В конце рабочего дня взорвалась бомба. Не скажу большая. Даже маленькая. Но достаточно крупная для нашего коллектива. Главврач снял с занимаемой должности медсестру Иванову. Перевел ее в рентгеновский кабинет с повышением зарплаты. И медсестра Иванова перестала быть владычицей диетических столовых. Ее выкинули оттуда без права приближаться к ним. Ни с продуктовой сумкой, ни с ведерком для своих милых поросят. Главврач проверял подшефный район. И встретил Иванову. С большущей брезентовой сумкой в руках.

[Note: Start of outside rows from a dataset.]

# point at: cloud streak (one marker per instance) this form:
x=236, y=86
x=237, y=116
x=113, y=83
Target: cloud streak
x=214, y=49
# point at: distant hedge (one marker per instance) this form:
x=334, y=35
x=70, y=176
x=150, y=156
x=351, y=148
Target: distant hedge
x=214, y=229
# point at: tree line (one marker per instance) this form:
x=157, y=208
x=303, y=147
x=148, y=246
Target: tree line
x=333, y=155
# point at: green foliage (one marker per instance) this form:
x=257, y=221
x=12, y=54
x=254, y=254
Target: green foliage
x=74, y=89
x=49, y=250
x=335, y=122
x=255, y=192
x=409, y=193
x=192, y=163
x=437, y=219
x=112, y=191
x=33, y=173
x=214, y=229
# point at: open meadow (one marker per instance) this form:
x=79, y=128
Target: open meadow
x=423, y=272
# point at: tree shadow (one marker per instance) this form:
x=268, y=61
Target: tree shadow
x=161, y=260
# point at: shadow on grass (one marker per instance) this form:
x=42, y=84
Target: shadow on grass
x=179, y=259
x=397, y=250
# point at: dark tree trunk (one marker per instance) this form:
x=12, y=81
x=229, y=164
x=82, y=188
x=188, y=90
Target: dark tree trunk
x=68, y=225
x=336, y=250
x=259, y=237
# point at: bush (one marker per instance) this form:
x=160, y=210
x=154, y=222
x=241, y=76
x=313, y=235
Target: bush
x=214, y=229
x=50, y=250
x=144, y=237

Что у вас там, внутри? Покажите-ка! Иванова просто окаменела — чего-чего, а такого она не ожидала. Покажите, покажите! Словно загипнотизированная, послушно открыла сумку. А там — и маслице, и телячья вырезка, и пирожные. Не прошло и пяти минут, как приказ был подписан.

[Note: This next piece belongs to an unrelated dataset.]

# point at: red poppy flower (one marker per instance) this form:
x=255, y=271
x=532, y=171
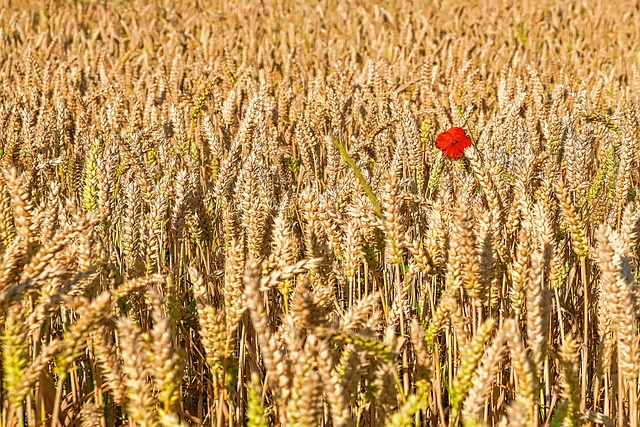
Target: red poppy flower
x=453, y=142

Я как мяч, который катится по наклонной плоскости. Если меня подтолкнуть, не догнать. Я попробовал найти Недялкова. Но безуспешно. Вышел куда-то. Я бросился на поиски Матея. Его тоже не было. Ушел.

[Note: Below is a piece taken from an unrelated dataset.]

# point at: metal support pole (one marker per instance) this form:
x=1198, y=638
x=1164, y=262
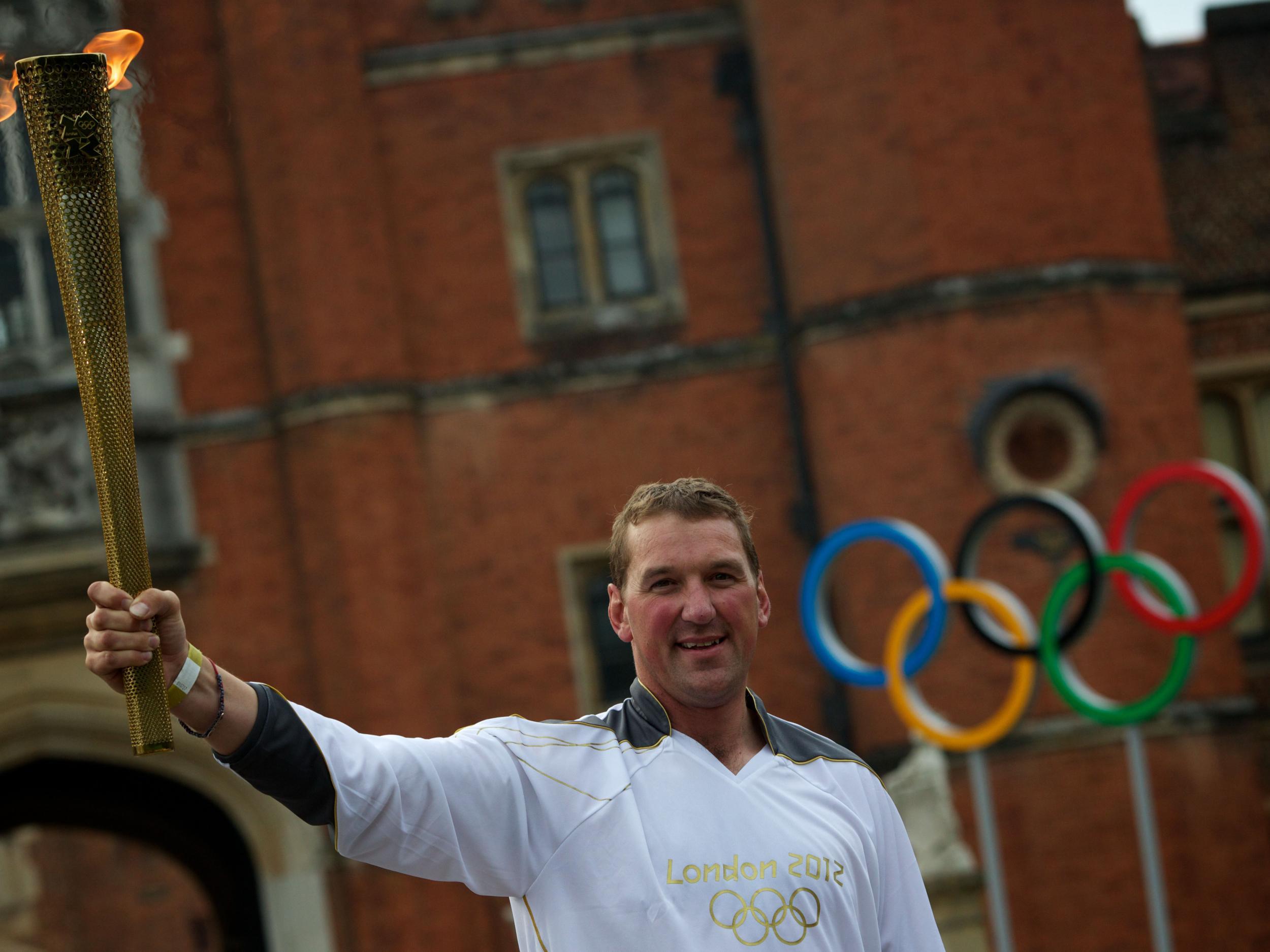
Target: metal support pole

Я знал, где он живет. Отправился к нему.

Дверь он открыл сам. Лены не было.

— Послушай, извини, конечно… но стоило ли начинать именно с Ивановой?

— Я и не думал начинать с кого-нибудь. Да и почему я должен это делать? Ладно, заходи… сюда, в гостиную. Просто я убедился, что Иванова злоупотребляет должностью, и поступил соответствующим образом. Вот и все.

Я опустился в кресло, довольно широкое и удобное, и попытался расположиться в нем поуютнее, но из этого ничего не получилось. У меня было время разглядеть гостиную — небольшую продолговатую комнату с голубым паласом на полу, с дверью, аккуратно выкрашенной в белый цвет. Печка, которая топится нефтью, проигрыватель, телевизор, скромная библиотека; книжные полки тоже покрашены, как и дверь, белой краской. У стены — противень, старинный, из меди, диаметром почти в метр. Широкая низкая кровать. Хочу уточнить, я так внимательно рассматривал комнату лишь потому, что знал — по ней ходит Лена. Да, я — сторонний наблюдатель и должен быть беспристрастным и безучастным, словно меня вообще здесь нет; но надо согласиться, Лена действительно красива: кожа удивительной белизны, волосы черные как смоль и глаза то сероватые, то зеленоватые, в которые я медленно погружался, вздрагивал, приходил в себя и погружался вновь.